Plectrude (Latin: Plectrudis; German: Plektrud, Plechtrudis) (died 718) was the consort of Pepin of Herstal, the mayor of the palace and duke of the Franks, from about 670. She was the daughter of Hugobert, seneschal of Clovis IV, and Irmina of Oeren. She was the regent of Neustria during the minority of her grandson Theudoald from 714 until 718.
Plectrude was described as politically active and influential upon her husband and his reign. She brought a large amount of property to the Arnulfing house. During the reign of Pepin, she appears as his joint signatory in every legal instrument issued by him that is still preserved, which was unusual for this time period.

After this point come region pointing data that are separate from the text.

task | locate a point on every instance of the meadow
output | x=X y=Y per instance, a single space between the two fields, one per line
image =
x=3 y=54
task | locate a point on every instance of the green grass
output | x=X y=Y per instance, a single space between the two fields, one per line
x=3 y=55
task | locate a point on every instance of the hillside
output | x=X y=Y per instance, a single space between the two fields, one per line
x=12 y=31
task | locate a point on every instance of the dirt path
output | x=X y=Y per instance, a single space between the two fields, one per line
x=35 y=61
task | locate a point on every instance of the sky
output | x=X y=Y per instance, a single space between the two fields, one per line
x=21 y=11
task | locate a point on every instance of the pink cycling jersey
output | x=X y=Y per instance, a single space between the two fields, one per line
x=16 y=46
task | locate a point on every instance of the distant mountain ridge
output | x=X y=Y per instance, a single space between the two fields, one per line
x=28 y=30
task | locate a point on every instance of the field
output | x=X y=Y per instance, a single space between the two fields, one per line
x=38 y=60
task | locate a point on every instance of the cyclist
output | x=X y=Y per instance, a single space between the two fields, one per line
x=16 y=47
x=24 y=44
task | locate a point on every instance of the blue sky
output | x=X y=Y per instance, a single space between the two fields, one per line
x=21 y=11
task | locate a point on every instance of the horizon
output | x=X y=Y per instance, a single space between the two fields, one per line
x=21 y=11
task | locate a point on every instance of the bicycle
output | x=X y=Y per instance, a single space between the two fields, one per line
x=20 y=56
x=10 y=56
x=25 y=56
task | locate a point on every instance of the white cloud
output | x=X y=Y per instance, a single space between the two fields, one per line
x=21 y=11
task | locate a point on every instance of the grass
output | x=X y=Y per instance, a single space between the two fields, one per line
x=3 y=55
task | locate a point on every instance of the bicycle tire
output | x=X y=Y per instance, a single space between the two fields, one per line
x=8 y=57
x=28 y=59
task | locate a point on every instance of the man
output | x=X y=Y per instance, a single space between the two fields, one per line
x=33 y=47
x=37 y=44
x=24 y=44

Her son Grimoald was murdered in 714. She ensured Pepin II's assent that Theudoald, Grimoald's son, would be his main heir. When Pepin died soon thereafter, she took power in Neustria as regent of the under-age Theudoald. To ensure her reign, she imprisoned Charles Martel, Pepin II's son with his second wife Alpaida, in Cologne. Charles is often said to have been illegitimate, but this is considered by many today an anachronistic interpretation of his status. Charles' contemporaries most likely did not consider him illegitimate, as he was born while his mother Alpaida was married to Pepin the Frank, and noblemen practiced polygamy in this period. In 715, the Neustrian nobility rebelled against her in alliance with Radbod of Friesland and defeated her in the Battle of Compiègne, which took place on September 26, 715, causing her to take refuge in Cologne. Cologne was the homeland of her family clan and where she kept Pepin's money.
In 716, Chilperic II, the king of the Franks, and Ragenfrid, the mayor of the palace, led an army into Austrasia, near Cologne, where Plectrude had gone. They defeated her and freed Charles Martel. The king and his mayor then turned to besiege their other rival in the city and claimed it. The treasury shortly after received recognition by the king and mayor.
The juncture of these events favored Charles. In 717, he chased the king and the mayor to Paris before turning back to deal with Plectrude in Cologne. He then took the city and dispersed her adherents. Plectrude entered a convent, and died shortly after in the same year in Cologne, where she was buried in the monastery of Notre Dame which she had founded.